We are concerned about our students. We are especially concerned for our international students and those locked-in to halls-of-residence and single-room dwellings. We are worried that they are severely lonely, thousands of miles away from their friends and families. We are worried that they are with each passing day increasingly vulnerable. We are worried about their mental health. We are concerned about how well we can attend to their pastoral needs. We are feeling the strain of their demands. We are suffering from being always on call. We are struggling with digital fatigue. We are worried about our own mental health. Our work-life balance has collapsed.
We are concerned about our colleagues. We are concerned about our children, families, neighbours and friends. We are contending with daily reports of death, presented as the showpiece headline news. People we know are ill and have died. We are dealing with grief. We are dealing with uncertainty. We don’t know what new horror tomorrow will bring.
We are scared about our jobs and that we will lose good colleagues. We are scared the job-market will bottom-out and any prospect of new starters has vanished indefinitely. We worry for the future of our doctoral students and those at the start of their academic careers. We are nervous that our students won’t return and with them new faces – especially from international climes – though we hope that recession will stimulate new demand. We wonder whether the education we are able to offer will still be wanted and whether students or funders will still pay. We fear our programmes will be pruned or closed, our departments shut down, and that some institutions may not survive. We are even more alert to market competition. We are deeply uneasy about the challenge presented by private – and potentially more technologically adept – higher education providers.
We are increasingly frustrated about what we can’t do. We are struggling in our efforts to compensate for physical distance with digital connectivity. We are overwhelmed by a sense of ill-preparation. We are far from confident in our knowledge of and ability to effectively operate as pedagogues in a digital space. We are worried that this will impact how our students think of us. We are concerned that student evaluations will turn sour. We are worried that our ratings will nose-dive. We are worried that our performance will be challenged.
Teaching
We feel like we’re no longer really teaching. We are anxious that our students are becoming disengaged with “emergency remote teaching”. We’re concerned that many of our non-traditional students will drop out. We are especially frustrated about the limitations of bandwidth and of the failings or inadequacies of our technological infrastructure that hinder our efforts to carry on as normal, which may be no bad thing. This is not normal. We are beginning to accept this is not normal. We recognise that things may not go back to being ‘normal’ for some time, if ever.

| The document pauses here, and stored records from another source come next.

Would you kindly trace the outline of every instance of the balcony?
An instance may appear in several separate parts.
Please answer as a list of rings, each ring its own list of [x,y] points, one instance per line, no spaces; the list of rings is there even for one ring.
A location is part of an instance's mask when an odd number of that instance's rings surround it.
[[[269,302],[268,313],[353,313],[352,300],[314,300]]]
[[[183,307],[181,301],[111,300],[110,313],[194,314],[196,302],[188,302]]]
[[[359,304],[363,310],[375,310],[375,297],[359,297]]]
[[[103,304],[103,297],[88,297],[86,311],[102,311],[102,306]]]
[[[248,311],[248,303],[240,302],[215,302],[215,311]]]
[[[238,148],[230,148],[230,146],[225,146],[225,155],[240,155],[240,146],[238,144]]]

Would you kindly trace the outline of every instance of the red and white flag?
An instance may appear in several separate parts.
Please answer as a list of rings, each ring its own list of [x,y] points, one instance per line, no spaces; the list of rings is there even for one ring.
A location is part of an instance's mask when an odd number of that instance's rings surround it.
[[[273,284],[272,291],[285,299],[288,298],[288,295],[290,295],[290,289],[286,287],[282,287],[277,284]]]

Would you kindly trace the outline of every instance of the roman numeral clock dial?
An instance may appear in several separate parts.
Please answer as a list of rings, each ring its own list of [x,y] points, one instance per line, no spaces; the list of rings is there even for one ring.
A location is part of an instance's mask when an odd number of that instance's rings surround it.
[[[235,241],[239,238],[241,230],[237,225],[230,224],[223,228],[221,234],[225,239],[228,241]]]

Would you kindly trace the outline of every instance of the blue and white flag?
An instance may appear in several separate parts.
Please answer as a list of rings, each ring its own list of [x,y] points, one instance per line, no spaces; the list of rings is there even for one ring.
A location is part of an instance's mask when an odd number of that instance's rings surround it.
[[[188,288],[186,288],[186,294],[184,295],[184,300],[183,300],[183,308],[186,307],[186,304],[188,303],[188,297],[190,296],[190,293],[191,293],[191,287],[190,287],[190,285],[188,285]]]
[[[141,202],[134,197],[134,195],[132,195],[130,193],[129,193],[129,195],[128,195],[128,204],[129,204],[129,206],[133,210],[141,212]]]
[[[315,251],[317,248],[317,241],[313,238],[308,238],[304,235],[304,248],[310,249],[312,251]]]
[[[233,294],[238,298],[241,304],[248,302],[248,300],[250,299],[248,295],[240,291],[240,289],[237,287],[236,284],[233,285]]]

But beyond this we no longer feel quite so much policed. The intensity of a surveillance spotlight seems to have dimmed – if only just a little and regrettably not for all. We have at least somewhat slipped the radar. There are growing displays of kindness among colleagues.
We are (re)discovering collegiality and virtual coffee meetings. We are accepting of chaos, including the unanticipated interruption of family members – human and other – to our digital discussions. We are rethinking our priorities. We are embracing humility. We are focusing on what really counts. We are allowing ourselves to be more than just academics. So too are at least some of our institutions.
We are thankful for technology. We recognise its affordances and opportunities. We acknowledge its role in our society, culture and economy, and especially in our futures, even if we remain acutely wary and sceptical of plans for its overhaul of our teaching and assessment.
Yet, ultimately, we, a global academic community, remain relevant and must defend ourselves as such. We should resist immobilisation by doubt and doom-mongering despite the inclemency of current forecasts. Our students nevermore so need us – our communities too. The world in untold ways is reliant on academics to step up – and not only in the acquisition of an antidote. For all the existential panic, we are far from at an end.